From that time on Jesus began to explain to his disciples that he must go to Jerusalem and suffer many things at the hands of the elders, the chief priests and the teachers of the law, and that he must be killed and on the third day be raised to life. Peter took him aside and began to rebuke him. “Never, Lord!” he said. “This shall never happen to you!” Jesus turned and said to Peter, “Get behind me, Satan! You are a stumbling block to me; you do not have in mind the concerns of God, but merely human concerns.” Then Jesus said to his disciples, “Whoever wants to be my disciple must deny themselves and take up their cross and follow me.For whoever wants to save their life will lose it, but whoever loses their life for me will find it. What good will it be for someone to gain the whole world, yet forfeit their soul? Or what can anyone give in exchange for their soul?For the Son of Man is going to come in his Father’s glory with his angels, and then he will reward each person according to what they have done. “Truly I tell you, some who are standing here will not taste death before they see the Son of Man coming in his kingdom.” Matthew 16:19-26 NIVHow do we lose our soul? By trying to live according to man's dictates rather than living by The Word of God and obeying what we hear Him say to us.
Better a little with righteousness than much gain with injustice.Proverbs 16:8 NIV
Eloquent lips are unsuited to a godless fool— how much worse lying lips to a ruler! Proverbs 17:7 NIV
When man thinks it is more important for people to listen to them, than to God, souls are at risk. Since I've never been one to try to please people, I try to make sure my soul--my soul--remains in position to be blessed by God, knowing where my eternity shall be spent. All is well with my soul!
Now, because of my love for God and the desire to please Him, what I do is often misinterpreted as being an act of disobedience by some who think they know more than God. I realize that God has given us all a gift--specifically--purposed by Him, for Him. Though I did not recognize the gift as a child when I was always the one trying to maintain peace among kids on the playground and in school, I do recognize it now. He has always used me to fight for the underdog--those who were not capable of speaking up for themselves or not willing to do so because of fear.
Looking back at the endeavors I've undertaken, I can see how I was being prepared for such a moment as this. I've always been a community activist--fighting for justice and equality for the oppressed. I've never had a lot of money, but what I had, I often used to help others in need and God has tremendously blessed my life. So, I know when I hear God speak to me and another--I will not hear. I will not be tempted by religious affiliation to steer others onto a path that is not of God.
When trying to choose between two job offers--one that paid more money and was fairly secure and the other that paid less and offered no job security, but involved defending the rights of poor people. I prayed and found in His Word the right path for me--taking the job that paid less, but enriched my life.

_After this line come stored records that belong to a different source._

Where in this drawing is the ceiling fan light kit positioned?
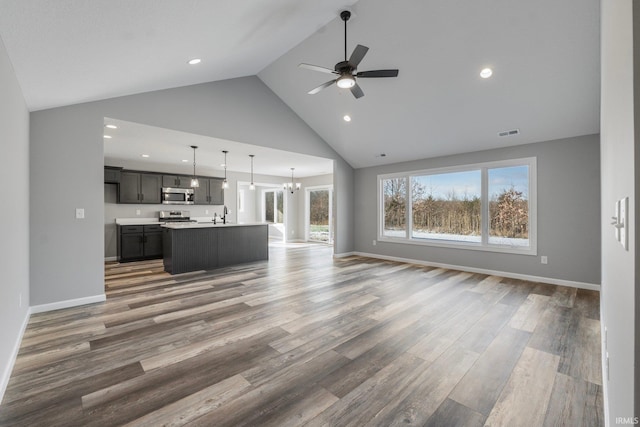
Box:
[299,10,398,99]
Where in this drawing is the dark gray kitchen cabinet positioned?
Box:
[117,224,162,262]
[162,175,191,188]
[194,177,224,205]
[143,224,162,259]
[118,172,162,204]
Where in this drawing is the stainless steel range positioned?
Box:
[158,211,196,222]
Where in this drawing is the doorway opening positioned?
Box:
[305,185,333,244]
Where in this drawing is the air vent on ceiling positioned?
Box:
[498,129,520,136]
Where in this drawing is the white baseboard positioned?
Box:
[0,308,31,403]
[344,251,600,292]
[333,252,358,258]
[600,306,611,427]
[31,294,107,314]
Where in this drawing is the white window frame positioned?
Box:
[377,157,538,255]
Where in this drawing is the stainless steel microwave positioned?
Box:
[162,187,195,205]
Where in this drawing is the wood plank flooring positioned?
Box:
[0,245,603,427]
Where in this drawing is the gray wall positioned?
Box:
[0,35,29,401]
[354,135,600,284]
[30,77,353,305]
[600,0,640,425]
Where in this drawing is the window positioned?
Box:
[305,186,333,243]
[378,158,536,255]
[382,178,407,237]
[264,190,284,224]
[238,190,244,212]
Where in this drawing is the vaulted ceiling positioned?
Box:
[0,0,600,171]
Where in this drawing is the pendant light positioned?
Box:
[282,168,300,194]
[249,154,256,190]
[191,145,200,188]
[222,150,229,189]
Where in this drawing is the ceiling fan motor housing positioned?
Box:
[334,61,356,75]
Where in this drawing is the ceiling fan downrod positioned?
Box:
[340,10,351,62]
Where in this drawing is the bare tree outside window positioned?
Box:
[382,178,407,237]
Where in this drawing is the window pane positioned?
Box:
[309,190,329,242]
[411,170,482,243]
[277,191,284,224]
[264,191,274,223]
[488,165,529,247]
[382,178,407,237]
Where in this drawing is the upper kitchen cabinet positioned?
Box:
[194,177,224,205]
[162,175,191,188]
[118,172,162,204]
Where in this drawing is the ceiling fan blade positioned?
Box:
[307,80,336,95]
[298,64,338,74]
[349,44,369,68]
[351,83,364,99]
[356,70,398,77]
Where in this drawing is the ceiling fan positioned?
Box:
[299,10,398,99]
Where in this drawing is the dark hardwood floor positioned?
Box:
[0,245,603,427]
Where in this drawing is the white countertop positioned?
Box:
[162,221,267,230]
[116,218,161,225]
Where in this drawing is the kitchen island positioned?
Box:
[162,223,269,274]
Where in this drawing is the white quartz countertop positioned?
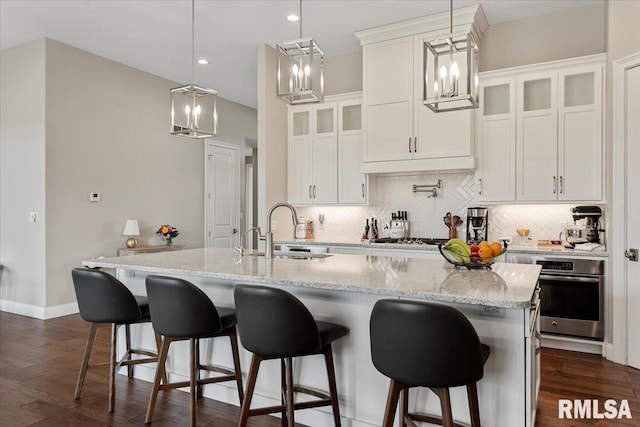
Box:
[276,239,609,258]
[82,248,540,308]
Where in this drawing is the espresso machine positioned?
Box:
[467,207,489,245]
[571,206,604,243]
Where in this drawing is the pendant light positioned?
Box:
[170,0,218,139]
[423,0,478,113]
[276,0,324,104]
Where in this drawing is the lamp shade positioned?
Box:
[122,219,140,236]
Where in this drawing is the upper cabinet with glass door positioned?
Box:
[516,55,604,202]
[476,55,605,202]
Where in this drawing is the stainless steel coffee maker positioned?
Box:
[467,207,489,245]
[566,206,604,244]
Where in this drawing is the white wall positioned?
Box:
[0,40,46,310]
[1,39,257,317]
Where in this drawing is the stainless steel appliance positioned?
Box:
[566,206,604,244]
[467,207,489,245]
[534,257,604,341]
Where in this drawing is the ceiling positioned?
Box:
[0,0,603,108]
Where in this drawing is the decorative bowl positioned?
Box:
[438,241,507,270]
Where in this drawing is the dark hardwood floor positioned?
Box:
[0,312,640,427]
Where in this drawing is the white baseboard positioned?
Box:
[541,334,604,356]
[0,300,78,320]
[44,302,80,319]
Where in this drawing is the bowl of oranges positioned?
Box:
[438,239,507,269]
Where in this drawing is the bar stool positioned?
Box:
[234,285,349,427]
[370,300,490,427]
[71,268,165,412]
[144,276,243,426]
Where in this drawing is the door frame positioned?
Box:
[606,52,640,365]
[202,139,244,248]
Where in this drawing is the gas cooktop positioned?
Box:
[371,237,449,246]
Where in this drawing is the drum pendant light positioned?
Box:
[276,0,324,104]
[423,0,478,113]
[170,0,218,139]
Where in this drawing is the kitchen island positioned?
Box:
[83,248,540,426]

I've spent years volunteering my time and skills to help others who could not afford to pay for the services I rendered, but the joy of the Lord was kept alive in my heart by their gratitude, not their money.
As an educator--my purpose was to give those students I taught what they needed to succeed beyond the walls of a classroom and when I see some of them now, they let me know how much they appreciate me--pushing them to do their very best.

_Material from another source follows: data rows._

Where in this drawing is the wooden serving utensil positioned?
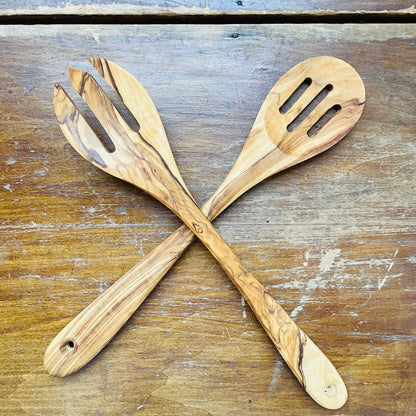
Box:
[45,57,364,409]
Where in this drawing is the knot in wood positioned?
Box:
[193,222,204,234]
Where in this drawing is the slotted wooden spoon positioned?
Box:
[45,57,364,408]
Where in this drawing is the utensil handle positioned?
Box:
[181,205,347,409]
[44,181,237,377]
[44,225,194,377]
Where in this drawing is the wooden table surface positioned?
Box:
[0,0,416,416]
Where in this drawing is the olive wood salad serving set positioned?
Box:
[44,57,365,409]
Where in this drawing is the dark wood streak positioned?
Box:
[298,330,307,389]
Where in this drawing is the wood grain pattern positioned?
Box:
[45,57,364,409]
[0,0,415,16]
[0,25,416,416]
[45,57,364,396]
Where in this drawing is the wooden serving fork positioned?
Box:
[45,57,364,409]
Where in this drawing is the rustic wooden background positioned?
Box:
[0,0,416,416]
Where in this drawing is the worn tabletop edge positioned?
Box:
[0,2,416,24]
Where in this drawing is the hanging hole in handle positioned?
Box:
[64,339,77,351]
[324,384,337,397]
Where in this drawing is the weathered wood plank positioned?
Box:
[0,25,416,416]
[0,0,415,16]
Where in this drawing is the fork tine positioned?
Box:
[68,68,134,151]
[88,58,167,142]
[53,83,111,170]
[88,58,193,193]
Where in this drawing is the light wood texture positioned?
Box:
[0,0,415,16]
[45,57,364,409]
[0,25,416,416]
[45,58,364,384]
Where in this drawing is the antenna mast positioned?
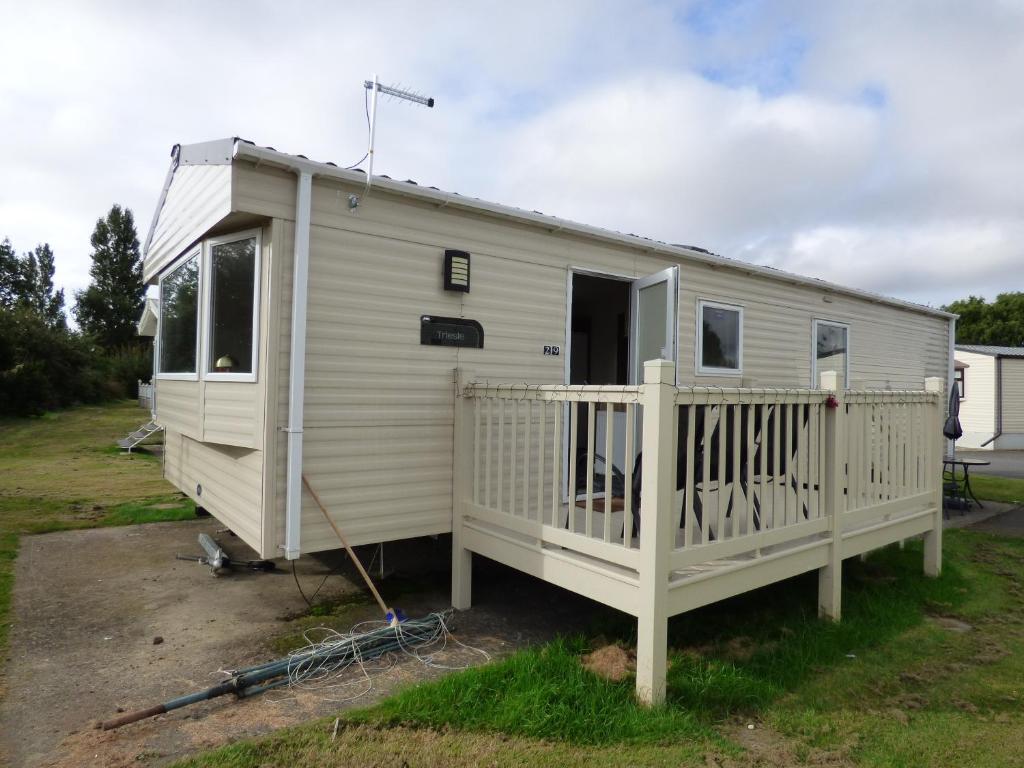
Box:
[349,75,434,208]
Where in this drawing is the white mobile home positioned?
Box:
[144,139,953,698]
[955,344,1024,450]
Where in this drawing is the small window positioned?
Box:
[158,253,199,378]
[697,301,743,376]
[207,236,259,381]
[811,321,850,389]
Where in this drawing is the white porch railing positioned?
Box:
[453,360,942,701]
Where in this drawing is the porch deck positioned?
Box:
[453,361,942,701]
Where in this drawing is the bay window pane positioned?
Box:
[209,238,256,374]
[159,254,199,374]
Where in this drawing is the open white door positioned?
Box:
[630,266,679,384]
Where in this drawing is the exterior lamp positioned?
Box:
[444,251,469,293]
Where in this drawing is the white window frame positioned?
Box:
[693,298,743,376]
[201,228,262,383]
[154,246,203,381]
[811,317,853,389]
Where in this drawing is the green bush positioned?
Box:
[0,308,152,416]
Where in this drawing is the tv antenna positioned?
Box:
[348,75,434,208]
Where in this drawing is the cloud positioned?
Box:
[0,0,1024,313]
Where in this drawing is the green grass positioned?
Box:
[180,530,1024,768]
[0,400,195,657]
[971,472,1024,504]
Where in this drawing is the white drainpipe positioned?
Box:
[285,170,313,560]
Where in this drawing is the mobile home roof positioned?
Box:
[146,138,956,317]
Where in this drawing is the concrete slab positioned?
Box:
[0,519,597,766]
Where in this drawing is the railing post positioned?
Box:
[452,368,478,610]
[818,371,847,622]
[637,360,678,705]
[925,376,945,577]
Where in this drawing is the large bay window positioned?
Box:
[157,231,260,382]
[205,233,259,381]
[157,252,199,379]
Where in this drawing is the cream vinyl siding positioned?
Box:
[955,350,995,449]
[233,161,948,552]
[164,430,264,557]
[153,377,203,439]
[1002,357,1024,434]
[142,165,231,283]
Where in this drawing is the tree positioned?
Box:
[943,293,1024,346]
[0,238,22,309]
[18,243,67,328]
[75,205,145,349]
[0,240,67,328]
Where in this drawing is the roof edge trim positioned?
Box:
[233,138,958,318]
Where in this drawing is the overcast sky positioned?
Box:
[0,0,1024,313]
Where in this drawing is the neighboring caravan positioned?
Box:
[144,139,958,558]
[955,344,1024,450]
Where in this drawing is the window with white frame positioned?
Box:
[205,232,259,381]
[697,299,743,376]
[157,252,200,378]
[811,319,850,389]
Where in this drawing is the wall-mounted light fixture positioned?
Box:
[444,251,469,293]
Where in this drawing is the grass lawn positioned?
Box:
[179,530,1024,768]
[0,400,195,667]
[971,472,1024,504]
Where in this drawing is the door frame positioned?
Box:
[630,264,679,386]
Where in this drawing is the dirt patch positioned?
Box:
[583,645,637,683]
[928,616,974,634]
[0,518,595,767]
[708,721,854,768]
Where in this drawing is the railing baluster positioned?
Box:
[509,400,519,515]
[715,398,729,541]
[473,395,480,512]
[741,403,755,536]
[584,402,597,539]
[793,402,810,522]
[623,402,637,547]
[537,400,548,520]
[700,404,712,544]
[729,402,742,539]
[522,400,534,520]
[551,401,571,526]
[683,403,707,547]
[497,398,507,512]
[483,397,495,507]
[595,402,615,542]
[567,400,580,532]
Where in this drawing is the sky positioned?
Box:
[0,0,1024,313]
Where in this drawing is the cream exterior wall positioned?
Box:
[956,350,995,449]
[224,161,949,552]
[142,165,231,283]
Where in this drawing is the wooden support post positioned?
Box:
[925,376,945,577]
[452,369,475,610]
[818,371,847,622]
[637,360,678,705]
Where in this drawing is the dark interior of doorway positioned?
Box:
[569,274,630,384]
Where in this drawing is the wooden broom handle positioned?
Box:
[302,475,388,615]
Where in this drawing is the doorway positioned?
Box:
[562,267,679,501]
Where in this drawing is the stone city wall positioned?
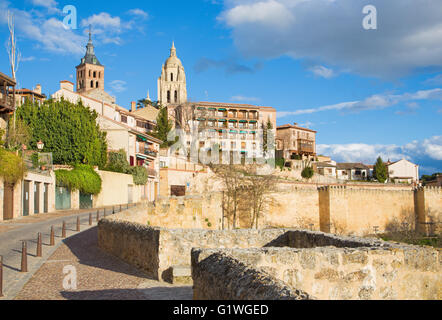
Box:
[98,184,442,236]
[98,208,287,280]
[192,249,311,300]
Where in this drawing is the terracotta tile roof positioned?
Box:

And now I understand more than ever how important it is to hear God for ourselves and obey what He's telling us today. I am still an avenger for justice and though I lose the approval of man, I know I have the approval of God when I obey Him, rather than man.
Until the end comes--the end of life or the end of my ability to type--I will obey God because my soul is too important for me to heed the words of mere mortals over the voice of God. My soul belongs to Jesus and another will not cause me lose my place in eternity, simply to pacify another mere mortals with religious rhetoric.

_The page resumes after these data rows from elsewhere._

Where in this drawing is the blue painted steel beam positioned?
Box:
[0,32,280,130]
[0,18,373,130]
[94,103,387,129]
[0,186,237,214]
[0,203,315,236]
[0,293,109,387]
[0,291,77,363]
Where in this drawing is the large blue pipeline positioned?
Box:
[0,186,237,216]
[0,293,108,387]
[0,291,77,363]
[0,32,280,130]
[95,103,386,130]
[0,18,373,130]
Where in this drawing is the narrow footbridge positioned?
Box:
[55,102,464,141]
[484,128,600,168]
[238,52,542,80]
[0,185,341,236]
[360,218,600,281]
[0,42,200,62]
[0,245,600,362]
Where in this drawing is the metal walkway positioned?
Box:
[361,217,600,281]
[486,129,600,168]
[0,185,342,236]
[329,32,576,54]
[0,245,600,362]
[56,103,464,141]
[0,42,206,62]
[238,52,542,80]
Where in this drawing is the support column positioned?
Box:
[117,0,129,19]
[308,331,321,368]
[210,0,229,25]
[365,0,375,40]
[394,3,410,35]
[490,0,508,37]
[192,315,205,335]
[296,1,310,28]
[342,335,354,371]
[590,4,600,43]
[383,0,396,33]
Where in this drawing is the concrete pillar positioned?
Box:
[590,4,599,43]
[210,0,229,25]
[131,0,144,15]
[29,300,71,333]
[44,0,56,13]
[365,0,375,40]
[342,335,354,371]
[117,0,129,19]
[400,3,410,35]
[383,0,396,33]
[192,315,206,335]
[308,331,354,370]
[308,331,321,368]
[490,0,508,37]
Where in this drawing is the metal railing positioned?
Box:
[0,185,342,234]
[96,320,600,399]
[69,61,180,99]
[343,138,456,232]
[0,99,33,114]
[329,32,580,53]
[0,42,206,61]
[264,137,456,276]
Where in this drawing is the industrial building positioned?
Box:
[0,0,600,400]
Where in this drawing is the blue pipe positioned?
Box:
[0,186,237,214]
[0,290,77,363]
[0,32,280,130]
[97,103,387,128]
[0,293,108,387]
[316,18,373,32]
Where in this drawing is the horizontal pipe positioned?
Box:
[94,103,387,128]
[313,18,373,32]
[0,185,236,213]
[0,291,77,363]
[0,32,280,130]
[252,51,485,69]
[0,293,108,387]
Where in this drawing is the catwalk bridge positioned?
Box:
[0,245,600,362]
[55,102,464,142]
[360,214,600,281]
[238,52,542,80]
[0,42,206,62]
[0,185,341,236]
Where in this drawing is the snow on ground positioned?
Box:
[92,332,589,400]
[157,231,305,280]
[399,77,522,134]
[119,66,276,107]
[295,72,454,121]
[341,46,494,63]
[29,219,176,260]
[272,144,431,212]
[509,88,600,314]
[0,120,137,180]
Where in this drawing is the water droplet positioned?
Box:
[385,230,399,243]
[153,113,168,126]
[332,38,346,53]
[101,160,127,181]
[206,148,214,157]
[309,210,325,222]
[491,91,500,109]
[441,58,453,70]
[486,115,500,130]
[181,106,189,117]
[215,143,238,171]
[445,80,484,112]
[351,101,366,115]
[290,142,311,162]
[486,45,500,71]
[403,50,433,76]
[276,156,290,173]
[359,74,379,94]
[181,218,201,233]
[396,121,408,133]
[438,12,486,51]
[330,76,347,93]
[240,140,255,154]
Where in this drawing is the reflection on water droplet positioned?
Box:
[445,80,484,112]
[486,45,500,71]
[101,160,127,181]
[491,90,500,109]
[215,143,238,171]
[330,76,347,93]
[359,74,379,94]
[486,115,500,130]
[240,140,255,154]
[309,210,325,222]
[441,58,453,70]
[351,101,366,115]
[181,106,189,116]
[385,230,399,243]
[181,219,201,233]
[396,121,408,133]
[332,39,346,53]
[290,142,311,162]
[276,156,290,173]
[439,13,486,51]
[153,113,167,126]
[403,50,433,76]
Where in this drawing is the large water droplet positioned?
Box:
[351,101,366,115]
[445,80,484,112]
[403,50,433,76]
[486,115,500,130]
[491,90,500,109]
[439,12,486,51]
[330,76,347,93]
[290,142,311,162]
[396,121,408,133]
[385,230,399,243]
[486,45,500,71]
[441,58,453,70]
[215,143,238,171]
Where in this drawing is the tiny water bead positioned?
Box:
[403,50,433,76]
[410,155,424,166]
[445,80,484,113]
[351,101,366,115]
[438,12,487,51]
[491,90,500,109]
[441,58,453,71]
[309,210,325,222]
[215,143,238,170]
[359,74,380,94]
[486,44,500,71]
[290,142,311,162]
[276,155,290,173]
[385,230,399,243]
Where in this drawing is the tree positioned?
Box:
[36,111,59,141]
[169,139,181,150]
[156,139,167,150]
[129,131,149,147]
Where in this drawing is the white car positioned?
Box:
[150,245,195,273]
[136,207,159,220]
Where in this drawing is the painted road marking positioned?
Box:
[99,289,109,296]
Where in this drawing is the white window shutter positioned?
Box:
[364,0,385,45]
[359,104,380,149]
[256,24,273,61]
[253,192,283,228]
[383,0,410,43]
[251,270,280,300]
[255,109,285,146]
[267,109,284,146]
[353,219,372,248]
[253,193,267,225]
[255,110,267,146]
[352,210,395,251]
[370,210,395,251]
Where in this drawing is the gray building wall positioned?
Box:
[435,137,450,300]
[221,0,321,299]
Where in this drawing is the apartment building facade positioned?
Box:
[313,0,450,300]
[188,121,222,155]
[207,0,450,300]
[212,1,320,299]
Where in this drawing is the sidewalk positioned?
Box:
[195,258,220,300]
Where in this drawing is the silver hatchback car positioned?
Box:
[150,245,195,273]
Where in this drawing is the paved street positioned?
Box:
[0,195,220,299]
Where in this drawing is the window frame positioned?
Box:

Lord, I thank You for giving me another opportunity to glorify You in all I do. Forgive my reluctance to act even sooner, not obeying what I heard You say, out of concern for what others might think, because I didn't understand, clearly. I will hear and obey--whether I understand it or not so people will not have to live under the dictates of fearmongers and hatemongers who pretend to know You, but don't. And now I ask Your continued blessings and wisdom to be poured into all who desire to please You as we continue our journey to defend the rights of the poor, needy and oppressed.